MANILA – Solicitor General Jose Calida said Friday that former President Fidel Ramos may have been wrong in suggesting that President Rodrigo Duterte's declaration of martial law should have been limited to certain parts of Mindanao.
“Well, you know, there is a problem with that because for example in Mindanao, we don’t have secure borders wherein we can contain the rebellion in one area,” Calida told reporters in a briefing.
“So because of the mobility of these terrorists, they can move from Marawi, to Iligan . . . and other places. So I think the suggestion of the former president is not practicable at this time.”

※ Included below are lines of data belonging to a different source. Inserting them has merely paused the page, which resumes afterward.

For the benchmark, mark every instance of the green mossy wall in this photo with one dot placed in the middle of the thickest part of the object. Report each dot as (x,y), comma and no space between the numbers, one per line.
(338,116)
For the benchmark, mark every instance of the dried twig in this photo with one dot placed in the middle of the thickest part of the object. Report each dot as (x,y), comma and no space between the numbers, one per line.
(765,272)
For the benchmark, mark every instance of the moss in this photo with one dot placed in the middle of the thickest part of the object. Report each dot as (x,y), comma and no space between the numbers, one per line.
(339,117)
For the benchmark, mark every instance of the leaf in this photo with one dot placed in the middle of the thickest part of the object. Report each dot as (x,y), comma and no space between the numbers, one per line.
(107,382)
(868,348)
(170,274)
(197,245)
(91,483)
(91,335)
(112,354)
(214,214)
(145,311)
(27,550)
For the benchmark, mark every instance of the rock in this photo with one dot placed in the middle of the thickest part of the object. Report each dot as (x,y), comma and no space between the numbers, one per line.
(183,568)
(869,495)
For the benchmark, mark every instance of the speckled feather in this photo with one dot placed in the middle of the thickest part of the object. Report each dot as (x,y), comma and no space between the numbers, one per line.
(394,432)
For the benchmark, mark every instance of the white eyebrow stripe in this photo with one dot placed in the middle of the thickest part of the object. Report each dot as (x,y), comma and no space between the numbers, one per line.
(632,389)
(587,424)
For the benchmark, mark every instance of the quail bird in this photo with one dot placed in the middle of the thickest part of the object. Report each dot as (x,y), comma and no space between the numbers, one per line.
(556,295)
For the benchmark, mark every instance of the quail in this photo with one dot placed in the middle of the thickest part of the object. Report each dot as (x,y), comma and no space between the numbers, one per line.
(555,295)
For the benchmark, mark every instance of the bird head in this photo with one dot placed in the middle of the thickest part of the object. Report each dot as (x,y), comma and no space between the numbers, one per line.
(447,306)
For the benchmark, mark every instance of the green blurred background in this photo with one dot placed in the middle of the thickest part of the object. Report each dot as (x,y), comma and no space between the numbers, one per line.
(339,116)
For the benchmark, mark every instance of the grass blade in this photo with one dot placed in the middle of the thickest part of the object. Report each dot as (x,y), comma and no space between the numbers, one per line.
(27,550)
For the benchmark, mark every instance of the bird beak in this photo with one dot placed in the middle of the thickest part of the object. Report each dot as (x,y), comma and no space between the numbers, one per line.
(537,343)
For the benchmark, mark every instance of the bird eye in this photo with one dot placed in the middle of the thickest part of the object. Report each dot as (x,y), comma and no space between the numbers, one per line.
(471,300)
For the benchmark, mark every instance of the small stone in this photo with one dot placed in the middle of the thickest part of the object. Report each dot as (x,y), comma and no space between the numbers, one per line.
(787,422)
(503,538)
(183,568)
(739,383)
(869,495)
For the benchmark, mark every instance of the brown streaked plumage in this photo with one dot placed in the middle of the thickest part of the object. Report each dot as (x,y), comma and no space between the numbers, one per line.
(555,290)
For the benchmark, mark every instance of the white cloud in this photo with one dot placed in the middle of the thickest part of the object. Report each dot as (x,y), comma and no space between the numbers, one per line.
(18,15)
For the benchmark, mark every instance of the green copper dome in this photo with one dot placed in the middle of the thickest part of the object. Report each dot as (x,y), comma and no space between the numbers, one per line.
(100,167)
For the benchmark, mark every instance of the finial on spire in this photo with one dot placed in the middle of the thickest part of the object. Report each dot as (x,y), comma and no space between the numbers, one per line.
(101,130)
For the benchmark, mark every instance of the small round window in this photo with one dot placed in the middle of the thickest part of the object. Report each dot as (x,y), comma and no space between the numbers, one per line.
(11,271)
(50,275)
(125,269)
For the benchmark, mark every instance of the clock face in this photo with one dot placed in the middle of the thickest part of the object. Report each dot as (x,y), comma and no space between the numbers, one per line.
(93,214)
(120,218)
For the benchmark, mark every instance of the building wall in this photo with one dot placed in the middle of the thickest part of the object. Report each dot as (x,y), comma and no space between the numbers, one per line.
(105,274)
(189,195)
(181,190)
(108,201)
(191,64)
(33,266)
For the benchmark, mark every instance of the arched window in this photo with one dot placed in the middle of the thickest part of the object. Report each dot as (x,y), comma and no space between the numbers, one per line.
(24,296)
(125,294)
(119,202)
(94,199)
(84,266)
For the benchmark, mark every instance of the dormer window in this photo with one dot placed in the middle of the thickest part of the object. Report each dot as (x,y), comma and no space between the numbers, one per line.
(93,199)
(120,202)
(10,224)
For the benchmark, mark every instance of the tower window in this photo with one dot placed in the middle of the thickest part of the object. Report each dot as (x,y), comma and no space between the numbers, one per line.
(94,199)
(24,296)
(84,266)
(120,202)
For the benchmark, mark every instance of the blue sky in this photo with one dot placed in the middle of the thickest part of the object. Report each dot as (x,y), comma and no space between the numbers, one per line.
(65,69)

Ramos, a key figure in the Marcos era-imposed martial law, said he does not question Duterte’s decision to declare martial law, but that it should have been limited to conflict-torn areas of Mindanao.
The former leader also reminded uniformed officials to "take strong measures" against the terrorists "without abusing human rights."
"Limit the violence without violation of human rights . . . Wala pang martial law, katakot-takot na human rights violations," he said.
Duterte placed Mindanao under martial law after local terrorist group Maute, apparently aided by foreign terrorists, besieged Marawi City.
The president suspended the privilege of writ of habeas corpus, which means anyone charged with rebellion or invasion can be arrested without a court-issued warrant.
The sporadic clashes in the city erupted as government troops were trying to arrest Abu Sayyaf leader Isnilon Hapilon, who has a $5 million bounty on his head.